I'm a Victorian based freelance writer & photographer. If you like this article click the 'Like' button, Facebook it to your friends & family and subscribe to my articles. Like my photos? Checkout my full collection at https://footloose.picfair.com
Published August 20th 2019
Family holiday hotspot
You'll find the delightful little coastal township of Urunga on the New South Wales mid-north coast, just south of Coffs Harbour.
At the mouth of the Kalang and Bellinger Rivers, Urunga is a popular holiday spot with an attractive caravan park right in the centre of town. There's a great selection of shops and businesses along its two main streets, a golf course, wonderful bowls club, good fishing, a great coastal boardwalk and a climate of predominantly mild winters and warm summers.
Low tide at the confluence of the Kalang and Bellinger Rivers provides a great visual backdrop to the classic seaside village of Urunga.
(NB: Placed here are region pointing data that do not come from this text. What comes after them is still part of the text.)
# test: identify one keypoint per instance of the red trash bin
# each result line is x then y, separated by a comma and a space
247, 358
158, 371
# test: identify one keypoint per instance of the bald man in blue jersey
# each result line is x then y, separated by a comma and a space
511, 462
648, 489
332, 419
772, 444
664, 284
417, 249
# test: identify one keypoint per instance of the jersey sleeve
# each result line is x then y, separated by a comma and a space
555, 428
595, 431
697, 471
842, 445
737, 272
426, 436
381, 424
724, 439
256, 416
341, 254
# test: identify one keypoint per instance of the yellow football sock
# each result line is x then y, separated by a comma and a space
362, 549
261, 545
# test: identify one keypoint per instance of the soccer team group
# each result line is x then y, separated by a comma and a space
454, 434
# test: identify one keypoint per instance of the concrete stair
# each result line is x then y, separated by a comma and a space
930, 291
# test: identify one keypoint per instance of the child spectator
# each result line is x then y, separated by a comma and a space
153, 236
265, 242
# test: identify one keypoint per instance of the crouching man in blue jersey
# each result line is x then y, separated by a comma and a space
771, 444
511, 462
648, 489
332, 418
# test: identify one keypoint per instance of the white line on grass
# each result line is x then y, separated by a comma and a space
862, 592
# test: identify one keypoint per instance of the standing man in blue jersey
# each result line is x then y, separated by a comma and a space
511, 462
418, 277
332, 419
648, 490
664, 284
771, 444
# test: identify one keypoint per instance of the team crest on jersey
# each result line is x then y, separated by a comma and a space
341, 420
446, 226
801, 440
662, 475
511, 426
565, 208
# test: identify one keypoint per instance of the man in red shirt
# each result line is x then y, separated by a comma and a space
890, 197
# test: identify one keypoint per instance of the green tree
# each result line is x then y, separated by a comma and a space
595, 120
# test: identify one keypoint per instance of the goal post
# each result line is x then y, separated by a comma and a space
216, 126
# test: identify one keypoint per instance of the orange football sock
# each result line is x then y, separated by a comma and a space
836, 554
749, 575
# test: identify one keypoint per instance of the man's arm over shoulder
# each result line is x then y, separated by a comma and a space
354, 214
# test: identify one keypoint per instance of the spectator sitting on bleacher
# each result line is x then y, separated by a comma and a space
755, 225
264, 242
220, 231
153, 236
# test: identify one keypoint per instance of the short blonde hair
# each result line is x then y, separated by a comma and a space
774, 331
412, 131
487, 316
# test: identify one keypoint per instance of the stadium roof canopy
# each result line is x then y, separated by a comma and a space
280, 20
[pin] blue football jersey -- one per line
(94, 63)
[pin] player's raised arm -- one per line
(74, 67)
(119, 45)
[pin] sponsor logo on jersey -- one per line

Photo: Copyright Ian Gill / Footloose Media
Urunga has a stress free, unhurried feel about it with none of the high-rise development common in other centres along this stretch of the NSW coast.
Originally known as Bellinger Heads, Urunga was a busy port engaged primarily in the export of cedar cut in the rugged hinterland and floated down the river to waiting ships; no easy feat given the dangerous state of the bar at the river mouth.
Urunga's impressive boardwalk starts right on the edge of town .....
..... and extends to the treacherous river mouth and adjacent surf beach. Photo: Copyright Ian Gill / Footloose Media
In 1868, a Pilot Station was built and later a steam tug was employed to help vessels cross the bar and navigate the narrow channel. A number of ships were lost over the years before a breakwater was constructed but in the end, it was the technology that sealed the port's fate with improved road and rail transport offering better options.
The boardwalk stretches over a kilometre to the river mouth with great views to the ocean beyond, back to town and the peaks of the Great Dividing Range. From the ocean end, on a good day, you can see to Myleston Spit to the north and beyond Nambucca Heads to the south. Along the length of the boardwalk are a series of signs and historic photographs detailing significant events in the development of the town.
Dating back to 1896, the former School of Arts & Literary Institute building in Morgo Street is home to Urunga Museum, which houses a great little collection of local artefacts dating back to the pre-European settlement.
On the hill behind the boardwalk, you'll find the old Pilot's Cottage at Number 4 Morgo Street. Built in 1876, this beautifully restored and now private residence was obviously built for its commanding view to the river mouth.
The former School of Arts & Literary Institute is now home to a great little museum detailing Urunga's history and maritime heritage. Photo: Copyright Ian Gill / Footloose Media
Urunga is a great spot for a family holiday with both sheltered and ocean beaches along with a variety of water-borne activities, sporting venues, parks and walking trails. It's also a fisherman's paradise offering the usual bream, flathead and whiting together with some excellent mulloway, trevally and mango jack.
The town itself boasts two public boat ramps and plenty of sandy river banks four launching canoes and kayaks.
Just south of Urunga, at Wenonah Headland, you'll find a small protected bay with BBQ and toilet facilities as well as four-wheel access to the beach.
The local Urunga Anglers Club use this area to launch boats for off-shore fishing, going after reef species such as schnapper, kingfish, perch and mulloway all year round. From December to May or June, the warmer temperatures bring with them mackerel, bluefin tuna and the occasional black marlin.
For non-fishos, Urunga also boasts three great walking loops ranging in distance from 3 to 13 Kilometres that will not only give you a great workout but will also take in a lot of the local attractions.
And then there's the pub, the grand old Ocean View Hotel. The current building dates back to 1927 but the original hotel here was built in 1895 and later destroyed by fire.
The very narrow and treacherous entry to the Bellinger River at Urunga has claimed many vessels over the centuries but remains a firm favourite with fishermen when tides and weather are right. Photo: Copyright Ian Gill / Footloose Media
Certainly, Urunga ticked all my boxes. For me, it's one of those places I could keep going back to.
Getting There …..
Urunga is roughly midway between Sydney & Brisbane and about a 20-minute drive south of Coffs Harbour.
Alternatively, Transport NSW TrainLink operates 3 daily services to Urunga on the Sydney to Brisbane line via Coffs Harbour and Grafton.